17 Ekim 2010 Pazar

Anybody here?

Uzun , haşmetli ve derin oymalarındaki tozla bütünleşmiş olarak hayal etmişti o kapıyı hep. Oysa ki yarı kırık , neredeyse dümdüz ve "Açıl susam , açıl!" nidasıyla korkup kendiliğinden açılacakmış gibi görünüyordu. Ona dokunurken , en derin motiflerindeki tozları tek tek yerlerinden kaldırırken her birini son nefesiymişçesine içine çekmeyi ummuştu hep. Karşısındaki kapının düşündüğü gibi olmamasının onda hayal kırıklığı yaratmamasına ise şaşkınlıkla gülümsemişti adam. Ellerini en ufak bir darbesiyle kırılacakmış gibi duran kapının üzerine koydu yine , tereddüt edeceğini sanmıştı bir an için ama o kapı hayal ettiğinden daha güzel göründü bu sefer gözüne.

Onu ittirmeye dayanamazdı ; ama hikayenin gidişatına duyduğu merak göreceği rüyanın akışındaki olası değişikliklerin habercisi olan kapıya duyduğu sevgiye baskın geldi. Ellerini son bir kez daha gezdirdi buruk kahverengi kapının üzerinde , en güzel hediyeler küçük paketlerin içindedir hep , düşüncesini dizginleyerek kapıyı bir anda olsa aşağıladığı için kendisinden iğrendi. Yavaşça ittirdi kapıyı adam ve kızgın bir toz bulutunu adamın yüzüne çarparak trajik bir biçimde yere kapaklandı kapı. İçeriye ilk adımını hangi ayağıyla atacağını planlamamıştı ama içerisinin gizemi öylesine baskın gelmiş ve ele geçirmişti ki bedenini ayağını atabilecek tutkuyu bile daha sonraki saniyelerde bulabildi içinde.

İnce , soyulmuş ve grileşmiş bir zamanlar beyaz olan duvarlar ve yere dağılmış bir çok kuru çiçek eşliğinde salonda kapının en yakın dostuymuşçasına sitemle ona bakan masa karşıladı onu. Masa gözlerini dikmiş adamın uzun , ince silüetine ve titreyen ellerine bakıyordu. Utançla başını öne eğdi adam , kurumuş çiçeklerle göz göze geldi. "Beni takip et!" diye sesleniyordu sanki her biri. Masa , ona hemen buradan gitmesini söyledi ama çiçekler o kadar buyurgan ve davetkardı ki adam bu daveti geri çeviremeyeceğini anladı.

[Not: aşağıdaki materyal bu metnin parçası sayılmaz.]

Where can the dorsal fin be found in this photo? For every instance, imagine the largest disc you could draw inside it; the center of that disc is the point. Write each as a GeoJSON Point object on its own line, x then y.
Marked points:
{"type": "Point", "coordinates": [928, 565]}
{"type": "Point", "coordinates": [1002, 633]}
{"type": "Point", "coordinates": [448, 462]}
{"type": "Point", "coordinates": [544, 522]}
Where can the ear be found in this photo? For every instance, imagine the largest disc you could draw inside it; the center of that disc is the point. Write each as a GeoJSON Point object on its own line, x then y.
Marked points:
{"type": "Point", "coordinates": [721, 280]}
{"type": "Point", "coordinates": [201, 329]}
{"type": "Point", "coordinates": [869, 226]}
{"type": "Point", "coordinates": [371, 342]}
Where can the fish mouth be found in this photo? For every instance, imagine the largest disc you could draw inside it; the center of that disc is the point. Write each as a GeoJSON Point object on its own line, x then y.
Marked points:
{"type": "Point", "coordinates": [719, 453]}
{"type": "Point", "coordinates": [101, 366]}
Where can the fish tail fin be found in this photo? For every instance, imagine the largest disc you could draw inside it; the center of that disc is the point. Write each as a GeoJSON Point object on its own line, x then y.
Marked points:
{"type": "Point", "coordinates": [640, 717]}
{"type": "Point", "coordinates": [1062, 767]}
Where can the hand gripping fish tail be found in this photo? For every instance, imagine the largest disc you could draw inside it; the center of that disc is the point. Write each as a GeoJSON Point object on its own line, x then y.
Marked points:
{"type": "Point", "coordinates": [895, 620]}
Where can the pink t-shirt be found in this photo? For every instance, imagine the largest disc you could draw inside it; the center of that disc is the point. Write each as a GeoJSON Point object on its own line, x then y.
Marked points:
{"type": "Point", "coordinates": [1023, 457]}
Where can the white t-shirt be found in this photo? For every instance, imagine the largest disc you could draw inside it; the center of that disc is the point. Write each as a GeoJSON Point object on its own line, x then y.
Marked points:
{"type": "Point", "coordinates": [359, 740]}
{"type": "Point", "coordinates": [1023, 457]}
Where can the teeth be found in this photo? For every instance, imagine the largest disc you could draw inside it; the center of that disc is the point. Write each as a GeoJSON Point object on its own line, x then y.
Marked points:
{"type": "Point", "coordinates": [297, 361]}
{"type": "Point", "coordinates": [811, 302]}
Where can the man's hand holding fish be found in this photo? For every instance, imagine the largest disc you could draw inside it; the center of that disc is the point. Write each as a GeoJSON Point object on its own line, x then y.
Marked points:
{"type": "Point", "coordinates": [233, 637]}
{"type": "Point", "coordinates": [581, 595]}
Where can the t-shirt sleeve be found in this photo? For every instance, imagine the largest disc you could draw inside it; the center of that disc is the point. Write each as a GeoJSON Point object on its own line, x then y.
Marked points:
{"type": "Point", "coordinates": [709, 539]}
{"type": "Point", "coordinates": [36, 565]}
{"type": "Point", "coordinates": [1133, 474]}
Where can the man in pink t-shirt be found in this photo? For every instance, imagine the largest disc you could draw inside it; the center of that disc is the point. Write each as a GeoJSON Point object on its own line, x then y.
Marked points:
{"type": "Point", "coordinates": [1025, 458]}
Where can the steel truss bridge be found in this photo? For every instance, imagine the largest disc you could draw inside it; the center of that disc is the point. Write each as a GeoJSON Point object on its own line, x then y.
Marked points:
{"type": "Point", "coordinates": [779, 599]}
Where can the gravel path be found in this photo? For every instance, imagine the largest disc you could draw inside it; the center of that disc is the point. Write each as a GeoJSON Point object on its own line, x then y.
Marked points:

Kendini bildi bileli yalnız geçen yaşamında , her gece yanında uyuyan yabancı kadına bakarak "o" olduğunu hayal ettiği kadının burada olduğuna öylesine emindi ki. Seneleri "o"nu aramakla aramamak arasındaki denize bakan uçurum benzeri çelişki evresinde geçmiş ve korkudan bir seçim yapamamıştı. Neden korktuğunu kabul etmediği için "bilmiyor gibi" yaparak kendisini oyalamayı adet edinmişti aslında , yabancı biriyle aynı evi paylaşıyordu , yaşamını onunla geçiriyordu.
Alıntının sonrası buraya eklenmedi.